Target Has Found the Secret to Getting the Most Out of Its Stores

After revamping its business strategy to focus on creating better cohesion between its brick-and-mortar and digital businesses, Target Corp. is reaping the rewards.

The retailer announced today that its comparable sales during the holiday season — the combined November/December period — grew 3.4 percent, besting the expected range of 0 to 2 percent. Comparable sales across all of the company’s core merchandise categories — Home, Apparel, Food & Beverage, Hardlines and Essentials — were also positive and accelerated from the third quarter, reflecting strong traffic growth, positive store comps and continued growth in digital sales, the company said.

Target has been among the retailers — such as Walmart and department stores Macy’s Inc. and J.C. Penney Co. Inc. — to put aggressive efforts behind redesigning its stores to better support accelerating digital demand ahead the holiday rush. (Macy’s and JCPenney last week also reported growth in their same-store sales, resulting in no small part from a more effective omnichannel strategy.)

“We’ve positioned our stores at the center of a continually expanding suite of convenient fulfillment options and made significant investments in our team, which enabled our stores to fulfill 70 percent of all digital orders in the November/December period,” said Target chairman and CEO Brian Cornell. “As we look ahead to 2018, we will build on the foundation we established this year by launching additional exclusive brands, enhancing our digital capabilities, opening approximately 30 small-format stores and tripling the size of our remodel program to more than 325 stores.”

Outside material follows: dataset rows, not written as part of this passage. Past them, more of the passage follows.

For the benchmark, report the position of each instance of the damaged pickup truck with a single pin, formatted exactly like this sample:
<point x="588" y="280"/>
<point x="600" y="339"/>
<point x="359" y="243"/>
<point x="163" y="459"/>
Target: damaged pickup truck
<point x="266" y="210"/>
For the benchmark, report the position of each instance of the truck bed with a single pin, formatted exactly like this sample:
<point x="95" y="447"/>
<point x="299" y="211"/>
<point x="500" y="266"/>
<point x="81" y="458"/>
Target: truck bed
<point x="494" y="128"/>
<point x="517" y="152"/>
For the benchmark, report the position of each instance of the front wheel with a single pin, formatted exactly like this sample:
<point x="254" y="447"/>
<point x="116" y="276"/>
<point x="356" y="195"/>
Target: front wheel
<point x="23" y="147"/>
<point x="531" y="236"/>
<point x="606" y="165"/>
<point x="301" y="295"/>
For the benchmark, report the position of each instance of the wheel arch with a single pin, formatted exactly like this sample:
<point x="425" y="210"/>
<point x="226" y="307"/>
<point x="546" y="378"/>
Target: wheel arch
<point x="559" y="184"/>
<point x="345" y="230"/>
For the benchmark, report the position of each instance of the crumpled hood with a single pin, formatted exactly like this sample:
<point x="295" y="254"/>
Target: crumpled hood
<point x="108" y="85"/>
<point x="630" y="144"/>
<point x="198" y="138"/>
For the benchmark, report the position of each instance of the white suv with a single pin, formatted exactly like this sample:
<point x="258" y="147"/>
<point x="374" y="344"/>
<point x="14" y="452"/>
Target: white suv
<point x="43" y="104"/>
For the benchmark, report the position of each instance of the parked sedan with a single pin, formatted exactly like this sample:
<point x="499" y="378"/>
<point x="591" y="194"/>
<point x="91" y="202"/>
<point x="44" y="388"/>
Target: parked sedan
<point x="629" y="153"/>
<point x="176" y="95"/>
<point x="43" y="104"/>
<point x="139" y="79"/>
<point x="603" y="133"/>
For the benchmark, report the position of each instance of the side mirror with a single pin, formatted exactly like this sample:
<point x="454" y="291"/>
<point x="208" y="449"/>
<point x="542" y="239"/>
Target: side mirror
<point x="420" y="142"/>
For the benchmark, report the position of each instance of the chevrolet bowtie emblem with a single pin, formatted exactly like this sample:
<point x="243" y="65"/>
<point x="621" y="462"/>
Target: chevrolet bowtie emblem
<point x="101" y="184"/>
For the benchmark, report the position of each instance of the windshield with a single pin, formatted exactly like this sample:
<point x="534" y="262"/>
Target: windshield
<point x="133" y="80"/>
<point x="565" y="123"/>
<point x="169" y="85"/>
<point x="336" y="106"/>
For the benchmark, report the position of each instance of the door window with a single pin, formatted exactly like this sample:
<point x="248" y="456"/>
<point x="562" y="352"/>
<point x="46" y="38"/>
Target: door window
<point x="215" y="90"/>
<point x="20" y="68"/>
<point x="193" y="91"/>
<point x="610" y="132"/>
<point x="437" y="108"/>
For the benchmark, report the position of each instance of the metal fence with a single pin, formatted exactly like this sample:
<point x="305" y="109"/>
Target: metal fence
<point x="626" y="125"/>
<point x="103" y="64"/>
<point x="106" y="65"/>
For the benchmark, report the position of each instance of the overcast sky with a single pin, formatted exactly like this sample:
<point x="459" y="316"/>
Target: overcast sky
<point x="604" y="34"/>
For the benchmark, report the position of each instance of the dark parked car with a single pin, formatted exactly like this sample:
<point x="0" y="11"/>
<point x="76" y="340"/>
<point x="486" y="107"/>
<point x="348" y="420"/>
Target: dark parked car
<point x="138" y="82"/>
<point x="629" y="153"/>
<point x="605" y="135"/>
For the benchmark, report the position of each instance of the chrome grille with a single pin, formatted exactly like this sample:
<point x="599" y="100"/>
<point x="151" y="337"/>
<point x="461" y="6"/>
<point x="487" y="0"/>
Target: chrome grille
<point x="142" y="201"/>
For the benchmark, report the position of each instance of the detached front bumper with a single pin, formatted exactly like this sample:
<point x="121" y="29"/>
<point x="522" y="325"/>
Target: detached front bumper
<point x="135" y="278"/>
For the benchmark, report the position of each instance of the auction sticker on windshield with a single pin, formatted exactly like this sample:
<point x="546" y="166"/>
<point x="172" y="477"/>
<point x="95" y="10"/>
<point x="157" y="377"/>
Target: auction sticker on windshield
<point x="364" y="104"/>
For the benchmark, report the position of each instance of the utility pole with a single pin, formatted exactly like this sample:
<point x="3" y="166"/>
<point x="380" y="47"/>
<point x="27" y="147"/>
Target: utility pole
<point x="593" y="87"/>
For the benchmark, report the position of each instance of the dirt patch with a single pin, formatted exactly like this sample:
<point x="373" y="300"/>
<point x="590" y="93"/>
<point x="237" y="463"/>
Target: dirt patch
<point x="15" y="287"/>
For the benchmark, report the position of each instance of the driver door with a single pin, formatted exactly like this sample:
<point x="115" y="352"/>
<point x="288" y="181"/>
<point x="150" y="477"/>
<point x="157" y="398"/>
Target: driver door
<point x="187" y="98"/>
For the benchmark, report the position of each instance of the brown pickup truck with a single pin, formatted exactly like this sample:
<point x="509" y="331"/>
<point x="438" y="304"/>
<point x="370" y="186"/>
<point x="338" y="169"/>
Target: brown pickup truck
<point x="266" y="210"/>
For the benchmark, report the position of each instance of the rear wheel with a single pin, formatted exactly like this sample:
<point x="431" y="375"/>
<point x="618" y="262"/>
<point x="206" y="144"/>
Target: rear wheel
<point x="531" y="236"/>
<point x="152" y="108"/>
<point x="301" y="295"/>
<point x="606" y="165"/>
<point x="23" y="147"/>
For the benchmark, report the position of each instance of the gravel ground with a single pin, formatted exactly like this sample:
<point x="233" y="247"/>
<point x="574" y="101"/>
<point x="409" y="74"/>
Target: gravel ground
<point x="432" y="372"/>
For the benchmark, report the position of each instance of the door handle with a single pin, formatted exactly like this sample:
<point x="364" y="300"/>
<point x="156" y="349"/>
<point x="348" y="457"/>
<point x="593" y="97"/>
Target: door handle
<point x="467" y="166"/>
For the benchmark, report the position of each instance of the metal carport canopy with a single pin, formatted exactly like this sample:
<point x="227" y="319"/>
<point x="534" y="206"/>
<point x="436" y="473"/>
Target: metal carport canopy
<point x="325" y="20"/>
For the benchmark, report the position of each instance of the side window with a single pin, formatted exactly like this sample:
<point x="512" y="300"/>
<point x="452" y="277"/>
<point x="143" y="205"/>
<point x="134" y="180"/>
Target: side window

He added, “We will also remain focused on rapidly scaling up new fulfillment options including Same Day Delivery, which will be enabled by our acquisition of Shipt and our recently launched Drive Up service.”

(Small-format stores have also become a new tactic for retailers looking to tap into digital opportunities while holding onto a physical presence. Nordstrom Inc. has launched a similar concept, Nordstrom Local.)

With its digital business booming, Target now expects 2017 will be the fourth consecutive year in which its digital sales grow more than 25 percent.

The retailer also raised its fourth-quarter and full-year guidance — reflecting the benefits of its new strategy as well as perks from federal tax reform — and released a first look at its 2018 expectations.

Target now expects Q4 comparable sales growth in a range around 3.4 percent, consistent with results in the November/December period. This would translate into full-year 2017 comparable sales growth of just over 1 percent. Total sales are expected to grow more than 9 percent in the fourth quarter. Adjusted EPS is forecasted in the range of $1.30 to $1.40, compared with the prior range of $1.05 to $1.25, reflecting expectation reflects a 6- to 8-cent benefit resulting from recently enacted federal tax reform legislation. For full-year 2017, the company expects adjusted EPS of $4.64 to $4.74, compared with prior guidance of $4.40 to $4.60.

For fiscal 2018, the company is planning for a low-single-digit increase in its comparable sales and flat EPS, excluding the benefit of federal tax reform. On an adjusted basis (including the expected benefit from federal tax reform), Target expects adjusted EPS of $5.15 to $5.45.

Target shares were popping in response to the upbeat holiday announcement and upward-adjusted forecasts. As of 11 a.m. ET, the shares were up 2.8 percent to $69.01.